Mustafa Sanalla, ancien directeur de la Compagnie nationale pétrolière libyenne (NOC), a accusé Wagner et les Émirats arabes unis (EAU) d'être impliqués dans le blocus. En 2022, un nouveau blocus a été lancé, aboutissant au retrait de Sanalla au profit d'un candidat plus favorable au gouvernement oriental.
« La fermeture est en grande partie due à des querelles politiques internes concernant le partage des revenus pétroliers. Mais je ne pense pas qu'elle aurait eu lieu sans le soutien de Wagner aux forces de Haftar, qui ont déployé une puissance militaire autour des installations pétrolières », a déclaré Robert Uniacke, analyste senior sur la Libye chez Navanti Group.
Les efforts de la Russie pour restaurer l'influence perdue après la mort de Kadhafi en 2011 n'ont pas toujours été sans heurts. L'offensive de Haftar pour prendre Tripoli et la tentative du défunt dirigeant d'installer son fils Saïf al-Islam à la présidence ont toutes deux échoué.
Le président Poutine semble avoir décidé de poursuivre une politique de statu quo en Libye, ce qui permettrait à la Russie de garder le contrôle sur les exportations de pétrole libyen, selon les observateurs.
Farhat Bengdara, le nouveau chef de la NOC, a salué les « efforts considérables » déployés par les forces de Haftar pour sécuriser les champs pétroliers. Il a déclaré que la Libye prévoyait d'ouvrir davantage de blocs aux compagnies internationales d'ici 2024 et d'augmenter sa production de 1,2 à 2 millions de barils par jour au cours des cinq prochaines années. Cependant, la plupart des analystes ne croient pas que la NOC puisse atteindre cet objectif sans une plus grande stabilité politique.

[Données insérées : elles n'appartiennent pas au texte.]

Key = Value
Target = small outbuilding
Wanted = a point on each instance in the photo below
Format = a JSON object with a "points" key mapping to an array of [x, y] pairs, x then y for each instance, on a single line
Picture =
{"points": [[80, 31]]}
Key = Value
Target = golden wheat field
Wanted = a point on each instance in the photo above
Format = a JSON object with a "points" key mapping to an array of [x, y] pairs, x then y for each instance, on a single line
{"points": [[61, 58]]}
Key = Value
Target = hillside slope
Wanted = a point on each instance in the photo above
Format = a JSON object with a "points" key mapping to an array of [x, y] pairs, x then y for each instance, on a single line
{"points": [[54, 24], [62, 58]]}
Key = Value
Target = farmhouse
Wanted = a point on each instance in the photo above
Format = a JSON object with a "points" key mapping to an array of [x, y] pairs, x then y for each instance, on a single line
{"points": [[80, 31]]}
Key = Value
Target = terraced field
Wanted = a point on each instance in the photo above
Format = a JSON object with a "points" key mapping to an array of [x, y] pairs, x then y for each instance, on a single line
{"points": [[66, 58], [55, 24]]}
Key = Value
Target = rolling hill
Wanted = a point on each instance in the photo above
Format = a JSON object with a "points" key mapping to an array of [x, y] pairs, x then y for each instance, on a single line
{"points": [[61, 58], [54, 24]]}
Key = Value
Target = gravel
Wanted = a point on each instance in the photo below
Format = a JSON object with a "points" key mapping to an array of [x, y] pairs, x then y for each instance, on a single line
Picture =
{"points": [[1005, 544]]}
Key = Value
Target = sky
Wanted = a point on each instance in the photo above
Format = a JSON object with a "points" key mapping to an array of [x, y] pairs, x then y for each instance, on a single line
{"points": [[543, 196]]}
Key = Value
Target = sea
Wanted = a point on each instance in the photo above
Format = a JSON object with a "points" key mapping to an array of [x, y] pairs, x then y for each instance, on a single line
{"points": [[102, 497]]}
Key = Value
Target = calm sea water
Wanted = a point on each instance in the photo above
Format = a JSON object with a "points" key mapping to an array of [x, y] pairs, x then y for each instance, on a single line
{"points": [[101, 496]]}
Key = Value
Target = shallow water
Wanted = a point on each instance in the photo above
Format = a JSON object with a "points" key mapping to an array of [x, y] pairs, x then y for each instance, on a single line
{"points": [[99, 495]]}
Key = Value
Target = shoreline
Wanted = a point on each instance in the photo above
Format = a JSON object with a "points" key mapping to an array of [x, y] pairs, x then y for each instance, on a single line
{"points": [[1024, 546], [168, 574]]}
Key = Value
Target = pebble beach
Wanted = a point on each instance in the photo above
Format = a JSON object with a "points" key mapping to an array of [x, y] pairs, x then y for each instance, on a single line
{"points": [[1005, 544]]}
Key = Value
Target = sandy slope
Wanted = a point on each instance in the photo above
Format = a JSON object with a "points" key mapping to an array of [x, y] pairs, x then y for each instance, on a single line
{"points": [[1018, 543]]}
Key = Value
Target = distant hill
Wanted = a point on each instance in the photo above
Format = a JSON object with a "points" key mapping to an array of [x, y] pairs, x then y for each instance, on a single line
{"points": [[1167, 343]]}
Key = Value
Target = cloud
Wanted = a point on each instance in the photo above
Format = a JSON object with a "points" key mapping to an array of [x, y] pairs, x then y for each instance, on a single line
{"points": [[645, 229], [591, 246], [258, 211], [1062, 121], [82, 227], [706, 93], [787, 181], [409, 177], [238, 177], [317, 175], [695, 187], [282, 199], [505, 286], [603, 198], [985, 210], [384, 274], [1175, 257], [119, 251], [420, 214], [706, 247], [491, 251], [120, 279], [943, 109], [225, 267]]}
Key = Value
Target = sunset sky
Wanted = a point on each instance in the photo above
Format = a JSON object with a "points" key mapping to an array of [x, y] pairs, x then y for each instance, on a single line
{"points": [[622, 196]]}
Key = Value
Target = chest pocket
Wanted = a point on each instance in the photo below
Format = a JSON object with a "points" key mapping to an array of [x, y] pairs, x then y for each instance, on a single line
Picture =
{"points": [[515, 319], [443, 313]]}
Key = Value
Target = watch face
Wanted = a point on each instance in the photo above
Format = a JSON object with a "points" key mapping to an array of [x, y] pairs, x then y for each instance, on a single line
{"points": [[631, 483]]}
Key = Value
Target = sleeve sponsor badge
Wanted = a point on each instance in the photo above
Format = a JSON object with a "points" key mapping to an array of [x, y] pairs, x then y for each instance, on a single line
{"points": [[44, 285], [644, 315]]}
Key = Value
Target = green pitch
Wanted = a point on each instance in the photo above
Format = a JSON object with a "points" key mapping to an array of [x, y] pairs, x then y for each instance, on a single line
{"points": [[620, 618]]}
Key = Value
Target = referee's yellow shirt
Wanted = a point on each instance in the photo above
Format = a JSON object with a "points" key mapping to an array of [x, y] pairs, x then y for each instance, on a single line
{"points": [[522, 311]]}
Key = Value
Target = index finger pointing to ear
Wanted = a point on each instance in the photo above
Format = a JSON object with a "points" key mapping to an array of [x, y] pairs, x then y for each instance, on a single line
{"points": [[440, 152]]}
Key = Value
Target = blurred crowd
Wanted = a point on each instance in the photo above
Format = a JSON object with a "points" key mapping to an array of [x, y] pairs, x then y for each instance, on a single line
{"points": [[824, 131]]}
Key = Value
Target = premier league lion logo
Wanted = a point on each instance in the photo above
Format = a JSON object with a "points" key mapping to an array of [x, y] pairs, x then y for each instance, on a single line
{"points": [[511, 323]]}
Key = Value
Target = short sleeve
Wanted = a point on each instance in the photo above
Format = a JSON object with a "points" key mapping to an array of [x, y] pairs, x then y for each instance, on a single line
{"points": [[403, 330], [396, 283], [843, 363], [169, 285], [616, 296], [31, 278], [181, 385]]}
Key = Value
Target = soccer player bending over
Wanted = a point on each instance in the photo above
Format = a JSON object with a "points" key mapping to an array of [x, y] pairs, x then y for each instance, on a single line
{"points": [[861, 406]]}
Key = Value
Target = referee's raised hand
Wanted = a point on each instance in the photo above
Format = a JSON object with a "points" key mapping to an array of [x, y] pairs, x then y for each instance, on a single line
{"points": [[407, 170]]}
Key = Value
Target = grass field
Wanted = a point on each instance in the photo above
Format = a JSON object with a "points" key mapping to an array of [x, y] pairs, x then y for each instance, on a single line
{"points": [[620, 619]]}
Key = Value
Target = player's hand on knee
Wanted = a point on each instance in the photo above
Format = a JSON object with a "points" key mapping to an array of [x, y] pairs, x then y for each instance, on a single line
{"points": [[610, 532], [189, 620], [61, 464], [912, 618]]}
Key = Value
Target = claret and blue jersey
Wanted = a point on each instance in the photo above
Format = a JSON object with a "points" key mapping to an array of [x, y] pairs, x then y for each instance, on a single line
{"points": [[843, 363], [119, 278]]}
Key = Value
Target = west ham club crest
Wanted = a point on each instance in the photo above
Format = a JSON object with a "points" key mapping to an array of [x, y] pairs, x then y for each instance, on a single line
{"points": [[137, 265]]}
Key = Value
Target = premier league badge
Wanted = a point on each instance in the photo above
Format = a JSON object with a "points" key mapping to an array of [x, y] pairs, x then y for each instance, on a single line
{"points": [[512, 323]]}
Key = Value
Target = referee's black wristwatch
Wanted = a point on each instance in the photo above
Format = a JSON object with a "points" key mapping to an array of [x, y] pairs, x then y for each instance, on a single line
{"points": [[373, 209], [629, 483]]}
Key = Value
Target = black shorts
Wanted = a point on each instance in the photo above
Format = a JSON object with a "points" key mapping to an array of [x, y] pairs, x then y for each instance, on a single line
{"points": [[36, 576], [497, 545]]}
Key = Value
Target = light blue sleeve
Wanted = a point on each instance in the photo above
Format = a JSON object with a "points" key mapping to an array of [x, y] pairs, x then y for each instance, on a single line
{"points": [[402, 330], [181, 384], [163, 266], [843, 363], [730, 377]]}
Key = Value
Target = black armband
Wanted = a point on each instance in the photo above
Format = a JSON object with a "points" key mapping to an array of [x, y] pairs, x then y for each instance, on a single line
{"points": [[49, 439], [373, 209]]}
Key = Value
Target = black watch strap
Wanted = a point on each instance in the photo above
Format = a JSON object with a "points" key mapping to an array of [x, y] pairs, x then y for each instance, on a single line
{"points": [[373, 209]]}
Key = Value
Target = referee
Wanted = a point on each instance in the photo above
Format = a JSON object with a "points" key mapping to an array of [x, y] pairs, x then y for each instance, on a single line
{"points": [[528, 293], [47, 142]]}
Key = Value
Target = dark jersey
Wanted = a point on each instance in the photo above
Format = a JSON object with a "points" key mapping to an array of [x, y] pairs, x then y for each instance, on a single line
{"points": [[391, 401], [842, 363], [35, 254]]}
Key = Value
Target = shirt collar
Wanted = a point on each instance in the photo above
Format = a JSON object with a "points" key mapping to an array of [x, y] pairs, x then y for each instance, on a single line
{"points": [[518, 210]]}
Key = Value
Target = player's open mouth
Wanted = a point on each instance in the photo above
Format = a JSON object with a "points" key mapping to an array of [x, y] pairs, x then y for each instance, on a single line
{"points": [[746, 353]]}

Localisation de la Libye. Graphique : Britannica
Wagner dispose d'avions de chasse et de systèmes de défense antimissile, ce qui rend difficile toute tentative de limiter son influence en Libye. Le général Haftar compte sur Wagner pour assurer sa sécurité et contrer les milices libyennes.
Gleb Irisov, un ancien officier de l'armée de l'air russe qui a travaillé sur la base de Khmeimim en Syrie en 2019-2020, a déclaré avoir vu 20 avions de combat et hélicoptères MiG-29 de fabrication soviétique livrés à la Libye.
« L'objectif numéro un des États-Unis est de chasser Wagner du pays et d'assurer des élections en Libye. Mais aucun de ces objectifs n'a été atteint », a déclaré Jalel Harchaoui, expert de la Libye au Royal United Services Institute (RUSI).